As you start to think about structuring a bigger effort, a bunch of questions come up:

  • Do you create a new SecretAgent instance every time? Or do you simply add tabs?
  • How expensive is it to create many instances?
  • How should I make sure not to overload the host machine with the number of scrapes running at the same time?
  • How do I add new machines when I max out the current one?

As we explored simplifying this story, we wanted to make the progression of "examples" through to full-scrapes a smooth process.
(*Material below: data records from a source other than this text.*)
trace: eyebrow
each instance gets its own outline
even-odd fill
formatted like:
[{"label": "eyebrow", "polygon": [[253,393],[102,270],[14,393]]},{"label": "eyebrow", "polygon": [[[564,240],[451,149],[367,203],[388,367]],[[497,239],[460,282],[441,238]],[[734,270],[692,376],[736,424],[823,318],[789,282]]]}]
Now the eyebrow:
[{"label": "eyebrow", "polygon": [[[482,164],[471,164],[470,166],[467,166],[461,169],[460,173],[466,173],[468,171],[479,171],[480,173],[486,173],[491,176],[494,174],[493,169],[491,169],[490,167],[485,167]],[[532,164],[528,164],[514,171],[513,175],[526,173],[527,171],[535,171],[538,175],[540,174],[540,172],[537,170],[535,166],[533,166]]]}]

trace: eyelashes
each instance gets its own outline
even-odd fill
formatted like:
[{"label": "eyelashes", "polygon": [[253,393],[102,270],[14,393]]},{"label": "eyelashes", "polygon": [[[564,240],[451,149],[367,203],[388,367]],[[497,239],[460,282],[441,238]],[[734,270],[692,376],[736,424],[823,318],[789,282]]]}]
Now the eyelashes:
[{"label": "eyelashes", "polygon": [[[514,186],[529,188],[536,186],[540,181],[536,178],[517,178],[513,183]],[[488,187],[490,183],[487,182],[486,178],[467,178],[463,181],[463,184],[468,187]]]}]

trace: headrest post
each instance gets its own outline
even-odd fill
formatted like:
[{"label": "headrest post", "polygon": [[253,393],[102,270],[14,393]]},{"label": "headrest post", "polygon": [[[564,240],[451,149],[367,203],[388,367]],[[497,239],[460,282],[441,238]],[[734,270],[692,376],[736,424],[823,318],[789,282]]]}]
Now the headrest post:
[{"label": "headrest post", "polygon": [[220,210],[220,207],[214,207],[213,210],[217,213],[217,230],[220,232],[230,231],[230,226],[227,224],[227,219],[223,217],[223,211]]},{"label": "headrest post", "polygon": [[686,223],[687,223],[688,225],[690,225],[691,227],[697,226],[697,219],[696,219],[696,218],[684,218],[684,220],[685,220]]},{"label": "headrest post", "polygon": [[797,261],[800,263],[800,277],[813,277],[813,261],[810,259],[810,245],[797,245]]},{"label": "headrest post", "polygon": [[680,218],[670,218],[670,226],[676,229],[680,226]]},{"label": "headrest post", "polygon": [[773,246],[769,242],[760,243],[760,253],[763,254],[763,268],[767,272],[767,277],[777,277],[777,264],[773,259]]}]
Something like this:

Step 1: Try Out an Example

Trying out examples should require as little setup as possible, so we added a new default export that's a ready-to-go client for SecretAgent.

import agent from 'secret-agent';

(async () => {
  // no initilization required!
  await agent.goto('https://ulixee.org');
  const datasetLinks = await agent.document.querySelectorAll('a.DatasetSummary');
  for (const link of datasetLinks) {
    const name = await link.querySelector('.title').textContent;
    const href = await link.getAttribute('href');
    const dataset = { name, href };
    console.log('Ulixee Dataset', dataset);
  }

  await agent.close();
})();

Step 2: Run Multiple Scrapes

Agent instances are lightweight, but what do you do when you need to queue up thousands of them to run. Until now, you've been on your own to use libraries like p-queue, keeping track of promises, or simply waiting and looping.

We introduced a new idea into SecretAgent called a Handler to help run multiple scrapes in one session. Handlers manage the concurrency of multiple scrapes to ensure your machine doesn't get overloaded and hang. We designed it so your code should require almost no changes to transition to many scrapes.

import { Handler } from 'secret-agent';

(async () => {
  const handler = new Handler({ maxConcurrency: 5 });

  handler.dispatchAgent(async agent => {
    // agent is automatically created for us
    await agent.goto('https://ulixee.org');
    const datasetLinks = await agent.document.querySelectorAll('a.DatasetSummary');
    for (const link of datasetLinks) {
      const name = await link.querySelector('.title').textContent;
      const href = await link.getAttribute('href');
      const dataset = { name, href };

      // add a name to each agent so we can find each scrape on Replay
      const agentOptions = { name };
      handler.dispatchAgent(getDatasetCost, dataset, agentOptions);
    }
  });

  // only 5 agents will be active at a given time until all are done
  await handler.waitForAllDispatches();
  await handler.close();
})();

// my data gets passed in once an agent is available
async function getDatasetCost(agent, dataset) {
  let { name, href } = dataset;
  if (!href.startsWith('http')) href = `https://ulixee.org${href}`;
  console.log(href);
  await agent.goto(href);
  await agent.waitForPaintingStable();
  const cost = await agent.document.querySelector('.cost .large-text').textContent;
  console.log('Cost of %s is %s', dataset.name, cost);
}

Step 3: Add Scraping Machines

You might find that you need to increase the speed of your scrapes. So the next transition you'll likely want to make is to add remote machines. Handlers are built to round-robin between multiple ConnectionToCore instances.

import { Handler } from 'secret-agent';

(async () => {
  const handler = new Handler(
    {
      maxConcurrency: 5,
      host: '192.168.1.1:2300', // fictional remote secret-agent #1
    },
    {
      maxConcurrency: 5,
      host: '192.168.1.2:2300', // fictional remote secret-agent #2
    },
  );
  
// ... everything else is the same!

  handler.dispatchAgent(async agent => {
    // agent is automatically created for us
    await agent.goto('https://ulixee.org');
    ...

Default Exports

To get to this setup, you'll notice some changes in the default exports when you install SecretAgent 1.3.0-alpha.1. The default exports that come out of the secret-agent and @secret-agent/client packages is now a pre-initialized instance of the Agent class (SecretAgent was renamed to Agent).

Handler and Agent are available as exports from both the secret-agent and @secret-agent/client if you'd like to continue to use those. To customize a "Remote" SecretAgent for an Agent, you can create a new instance with a connectionToCore parameter, or use the .configure() function.

That's it!

That's our change. We hope it leads to a very simple model to understand how to scale up your SecretAgent instances. Feedback is welcome as always on any of our channels (listed in header)!